Richard Bernstein, Merrill Lynch’s Chief Investment Strategist suggested that Large Caps will outperform as we head into a more volatile market. Sounds good, except for the fact that when Small Caps started their outperformance the market was highly volatile. Other strategists have suggested that the low US dollar will benefit Large Cap stocks who have a higher percentage of overseas operations and therefore, get a bump in earnings due to currency issues. I laugh at that one too. Just pull up the USD index for the past 7 years and you’ll see that the Small Caps have outperformed regardless of the dollar being strong or weak and whether it was strengthening or weakening. And if the dollar finally starts to rise off the recent low levels, how will that work with their argument?

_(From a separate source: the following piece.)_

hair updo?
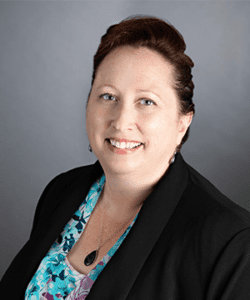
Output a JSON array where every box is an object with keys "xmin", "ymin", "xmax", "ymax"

Of the 504 Large Caps in HEDGEfolios, I have DOWN signals on 71% of them. Until I see that situation reverse, I will not go along with the Large Cap dreams. There are many good stocks in this bunch but that in itself does not guarantee they will provide higher percentage returns than Small or Mid Caps. Changes in the currency rates or increasing volatility or whatever other factors the Large Cap investors want to push is evidence of nothing. Please evaluate each stock on its own merits and don’t get hung up on the idea that one group will outperform the other.